Don't Cry Tai Lake
Page 13
“Hold on a minute, Shanshan. Are all these figures based on research?”
“Yes. They are no state secret, I can assure you. If you do your research, you can find all of this in the officially published material.”
“It’s shocking.” He searched his pockets for a scrap of paper, but without success. “Can I have a piece of paper to write down some of those figures?”
“Why, Chen?”
Chen was thinking of the report he had to turn in to Comrade Secretary Zhao. At the moment, the chief inspector didn’t have any solid evidence to support his argument. However, he wasn’t going to tell her the real reason, even though he would never do anything to get her into trouble.
“I’ve been trying to write a poem about the pollution in China, but I’m not an expert like you. Still, I don’t want to publish something unsupported by facts.”
“Are you serious?” she said. “That might get you into trouble. Besides, I doubt if such a poem would be publishable.”
He was serious and had, in fact, already written several stanzas.
“I have the connections to get it published, I think. Connections aren’t something to be proud of, but they do help get things done.” After a short pause, he went on. “After our conversation in the sampan, I did some serious thinking about the issue. Environmental protection must be an uphill battle. It is as difficult as it is complicated. But what is at the root of the ever-worsening pollution problem? Human greed. Pollution isn’t a problem that pertains to our country alone—as the proverb says, crows are black all over the world—but the shape the problem takes here is certainly characteristic of China.”
“Characteristic of China,” she said, looking him in the eye, “as the newspapers say about China’s socialism.”
“Because China lacks any history of a sound legal system and because of the general ideological disillusionment, particularly resulting from the disastrous Cultural Revolution, people take whatever they can grasp in their hands, by hook or by crook, in this brazen ultra-acquisitive age. Some economists even declare greed a necessary evil for our economic development. Marx himself said something to that effect too, though he was very critical about it.”
“Wow, you even dragged Marx into it, Chen. But I know the passage you mean. According to Marx, for a three hundred percent profit, a capitalist would do anything, commit any crime, even at risk of being hanged.”

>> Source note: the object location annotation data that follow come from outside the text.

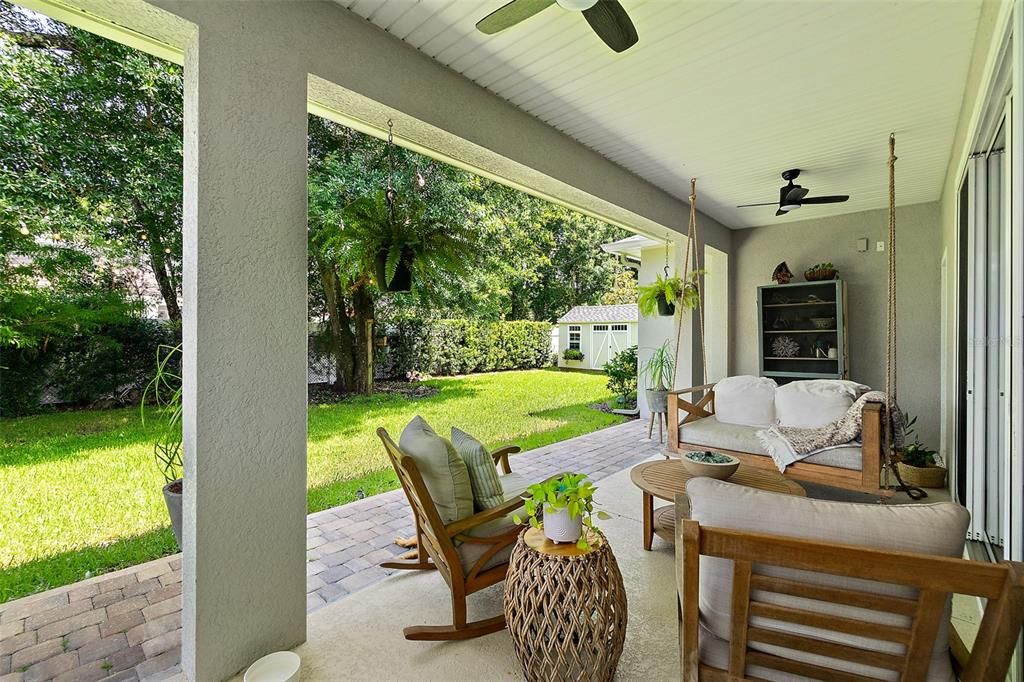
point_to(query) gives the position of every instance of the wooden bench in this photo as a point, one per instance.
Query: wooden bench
(867, 479)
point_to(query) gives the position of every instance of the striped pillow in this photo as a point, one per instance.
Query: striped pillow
(482, 474)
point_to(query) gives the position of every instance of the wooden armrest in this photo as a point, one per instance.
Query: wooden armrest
(691, 389)
(501, 457)
(462, 525)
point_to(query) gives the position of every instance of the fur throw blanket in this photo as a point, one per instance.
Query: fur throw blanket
(788, 443)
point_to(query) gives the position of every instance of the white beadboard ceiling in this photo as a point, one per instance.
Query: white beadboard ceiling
(731, 93)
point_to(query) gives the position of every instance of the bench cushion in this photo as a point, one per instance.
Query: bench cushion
(936, 528)
(744, 399)
(712, 433)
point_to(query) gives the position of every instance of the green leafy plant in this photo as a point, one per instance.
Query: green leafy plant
(673, 290)
(622, 372)
(573, 493)
(572, 353)
(165, 392)
(916, 454)
(658, 369)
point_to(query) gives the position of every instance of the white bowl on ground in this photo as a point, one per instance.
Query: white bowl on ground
(276, 667)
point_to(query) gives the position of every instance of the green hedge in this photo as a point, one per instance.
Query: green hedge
(444, 347)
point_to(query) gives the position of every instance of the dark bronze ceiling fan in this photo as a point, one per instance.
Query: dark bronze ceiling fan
(606, 17)
(792, 197)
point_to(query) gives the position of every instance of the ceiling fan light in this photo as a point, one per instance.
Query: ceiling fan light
(576, 5)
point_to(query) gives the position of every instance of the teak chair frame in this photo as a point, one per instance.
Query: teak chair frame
(436, 549)
(934, 578)
(872, 454)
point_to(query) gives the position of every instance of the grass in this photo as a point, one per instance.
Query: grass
(80, 494)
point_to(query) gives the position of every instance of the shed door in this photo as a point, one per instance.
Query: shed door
(608, 341)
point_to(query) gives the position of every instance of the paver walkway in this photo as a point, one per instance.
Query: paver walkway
(127, 625)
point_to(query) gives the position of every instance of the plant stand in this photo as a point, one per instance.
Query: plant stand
(565, 608)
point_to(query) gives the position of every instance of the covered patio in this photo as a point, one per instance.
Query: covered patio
(251, 581)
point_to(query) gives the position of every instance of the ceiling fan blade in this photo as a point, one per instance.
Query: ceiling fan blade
(834, 199)
(611, 25)
(510, 14)
(796, 194)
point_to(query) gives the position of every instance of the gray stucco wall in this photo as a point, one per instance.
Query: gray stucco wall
(801, 244)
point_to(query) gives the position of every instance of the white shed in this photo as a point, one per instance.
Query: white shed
(599, 332)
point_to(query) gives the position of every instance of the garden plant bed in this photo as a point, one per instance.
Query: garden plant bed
(55, 534)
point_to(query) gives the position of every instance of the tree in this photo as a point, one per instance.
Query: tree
(624, 289)
(90, 145)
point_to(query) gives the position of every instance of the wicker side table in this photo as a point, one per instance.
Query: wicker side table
(565, 608)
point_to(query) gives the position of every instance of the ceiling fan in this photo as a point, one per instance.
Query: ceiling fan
(606, 17)
(792, 197)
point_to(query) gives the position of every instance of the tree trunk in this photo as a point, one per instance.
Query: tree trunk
(161, 269)
(363, 352)
(339, 325)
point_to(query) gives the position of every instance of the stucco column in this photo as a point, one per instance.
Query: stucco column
(244, 353)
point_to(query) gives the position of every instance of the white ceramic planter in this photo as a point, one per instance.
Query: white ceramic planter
(560, 527)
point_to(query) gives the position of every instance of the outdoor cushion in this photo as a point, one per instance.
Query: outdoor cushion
(937, 528)
(443, 471)
(817, 402)
(713, 434)
(744, 399)
(482, 474)
(470, 552)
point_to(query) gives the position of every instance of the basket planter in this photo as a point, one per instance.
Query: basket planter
(923, 476)
(666, 307)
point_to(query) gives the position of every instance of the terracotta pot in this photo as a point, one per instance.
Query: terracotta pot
(923, 476)
(560, 527)
(172, 498)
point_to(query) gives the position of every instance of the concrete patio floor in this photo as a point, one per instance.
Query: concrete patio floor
(127, 625)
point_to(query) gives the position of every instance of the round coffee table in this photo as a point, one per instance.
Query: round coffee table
(667, 478)
(565, 608)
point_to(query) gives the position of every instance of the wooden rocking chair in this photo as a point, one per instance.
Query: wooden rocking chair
(436, 548)
(756, 559)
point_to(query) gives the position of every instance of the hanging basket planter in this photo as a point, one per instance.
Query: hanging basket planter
(666, 308)
(402, 280)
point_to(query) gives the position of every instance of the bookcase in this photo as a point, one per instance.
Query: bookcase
(802, 331)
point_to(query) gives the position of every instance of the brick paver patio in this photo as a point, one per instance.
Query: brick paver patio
(127, 625)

“Exactly. I don’t think doing everything possible for profit will lead to anything good—not for the environment or anything else. But the issue is complicated. The Party authorities must be aware of the environmental problem, but, to some extent, the legitimacy of the Party’s regime depends on maintaining economic growth, so any regulatory effort that gets in the way of growth will be suppressed.”
“You’ve hit the nail on the head, Chen!” she said, her eyes bright.
“I’ve been thinking a lot about all this, Shanshan,” he said earnestly, “because of your company, and because of the poem I’m working on. I’ve just started, but it could be a longer, more ambitious poem than any I’ve ever done before.”
“Let me get my folder for you.”
She got down on all fours, reached under the bed, and pulled out a cardboard box, her bare legs sticking out and her elegantly arched soles faintly dabbed with dust. She emerged out from under the bed with a blue folder in her hand and a smudge on her face.
“Anything you might want to know,” she said. She seated herself at the table and opened the folder.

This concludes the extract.